To achieve this momentous feat, Hayabusa2 had to maintain an orbit around the diamond shaped Ryugu for more than six months after reaching it. During this time, the JAXA team had to study the asteroid closely and plan a way for the probe to safely land on it. From its orbit, Hayabusa2 sent two hopping rovers Rover-1A (HIBOU) and Rover1B (OWL) to survey the asteroid’s terrain for a landing spot.

This is an incredibly complex task because the mother ship had to remain in orbit around the asteroid which was travelling at more than 22,000 km/h (13,891 mph) relative to Earth at that point, while the two hoppers carried out their reconnaissance mission.

The saga got more intense when the hoppers found the asteroid’s surface to be challenging for the mother ship to land on. While JAXA scientists originally thought Ryugu’s surface was a “powdery fine regolith,” the hopping rovers dropped by the spacecraft found the terrain to be made of larger-than-expected gravel.

In fact, the probes could move around the asteroid only by hopping across Ryugu’s low gravitational field using the torque that was generated by rotating masses within the rovers. This was completely different from the kind of wheeled rovers we have sent for exploration on the moon and Mars.

Credit: JAXA
The probe landed inside the purple circle (about 6m diameter). The cross indicates the location of the target marker. The illustration of the spacecraft in the lower left is the same scale as the picture.

Once a safe landing spot was determined, the mother probe shot bullets at the asteroid’s terrain to create soft piles of smaller debris which it collected and ascended to orbit around the asteroid again.

In the following weeks to months, the mother ship is also expected to grab two more samples from Ryugu. The second sampling exercise will be similar to the last one, but the third involves Hayabusa2 first firing a copper projectile into Ryugu, waiting for the dust to clear, and then swooping in to load the rocky debris.

Hayabusa2’s main goal is to help scientists better understand the solar system’s early history and evolution, especially that of the inner planets – Mercury, Venus, Earth, and Mars. The mission could also help us understand the role of asteroids such as Ryugu in the emergence of life on Earth – which remains a mystery to this day. Scientists now believe that water, which is believed to have been a key piece of the puzzle, may have come to Earth from asteroids.

While almost 16 minor planets including asteroids, dwarf planets, and other heavenly rocks have been visited by space probes so far, Hayabusa2 is only the second successful mission to directly land a probe and sample an asteroid to bring back to Earth. The previous was the current probe’s predecessor, Hayabusa. The 2005 mission, saw JAXA land a probe on the asteroid Itokawa, and collected samples in the form of tiny grains, which were returned to Earth aboard the spacecraft on 13 June 2010.

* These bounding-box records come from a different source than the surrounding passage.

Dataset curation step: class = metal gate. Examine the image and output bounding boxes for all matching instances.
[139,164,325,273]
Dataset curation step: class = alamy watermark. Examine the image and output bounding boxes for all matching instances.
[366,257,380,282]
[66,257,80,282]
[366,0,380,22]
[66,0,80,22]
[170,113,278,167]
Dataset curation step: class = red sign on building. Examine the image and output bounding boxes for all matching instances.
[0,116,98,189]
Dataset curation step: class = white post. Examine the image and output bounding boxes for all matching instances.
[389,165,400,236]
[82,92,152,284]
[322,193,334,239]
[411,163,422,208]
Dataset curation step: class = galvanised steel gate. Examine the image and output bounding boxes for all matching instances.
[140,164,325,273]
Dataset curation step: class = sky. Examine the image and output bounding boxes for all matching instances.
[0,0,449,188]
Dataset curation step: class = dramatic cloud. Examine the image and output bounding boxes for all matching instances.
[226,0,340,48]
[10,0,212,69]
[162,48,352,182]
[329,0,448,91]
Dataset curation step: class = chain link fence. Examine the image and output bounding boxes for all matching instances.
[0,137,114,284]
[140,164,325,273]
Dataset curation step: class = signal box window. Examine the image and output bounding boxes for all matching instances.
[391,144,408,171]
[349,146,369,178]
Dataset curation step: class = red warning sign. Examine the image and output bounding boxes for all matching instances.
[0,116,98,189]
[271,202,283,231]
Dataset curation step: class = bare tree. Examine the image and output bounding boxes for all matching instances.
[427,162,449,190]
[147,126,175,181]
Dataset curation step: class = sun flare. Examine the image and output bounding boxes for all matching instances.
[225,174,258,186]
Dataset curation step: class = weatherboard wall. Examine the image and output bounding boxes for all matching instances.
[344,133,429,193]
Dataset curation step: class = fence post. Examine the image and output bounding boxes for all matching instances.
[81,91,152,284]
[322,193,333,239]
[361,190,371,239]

Following the mission, JAXA announced in 2013 that about 1,500 extraterrestrial grains were recovered from the samples, comprising the minerals olivine, pyroxene, plagioclase and iron sulphide.

If you are a space enthusiast like me, you may also want to keep your eyes open about a similar mission orchestrated by NASA that is currently underway. The American space agency’s OSIRIS-REx spacecraft arrived at its target, the 500 m wide, carbon-rich asteroid Bennu, in December last year, and is scheduled to obtain samples in 2020, and get them to Earth in September 2023.

Perhaps with more missions like these, we’ll be able to piece together life’s origin story, and also find ways to utilize the immense mineral wealth of asteroids.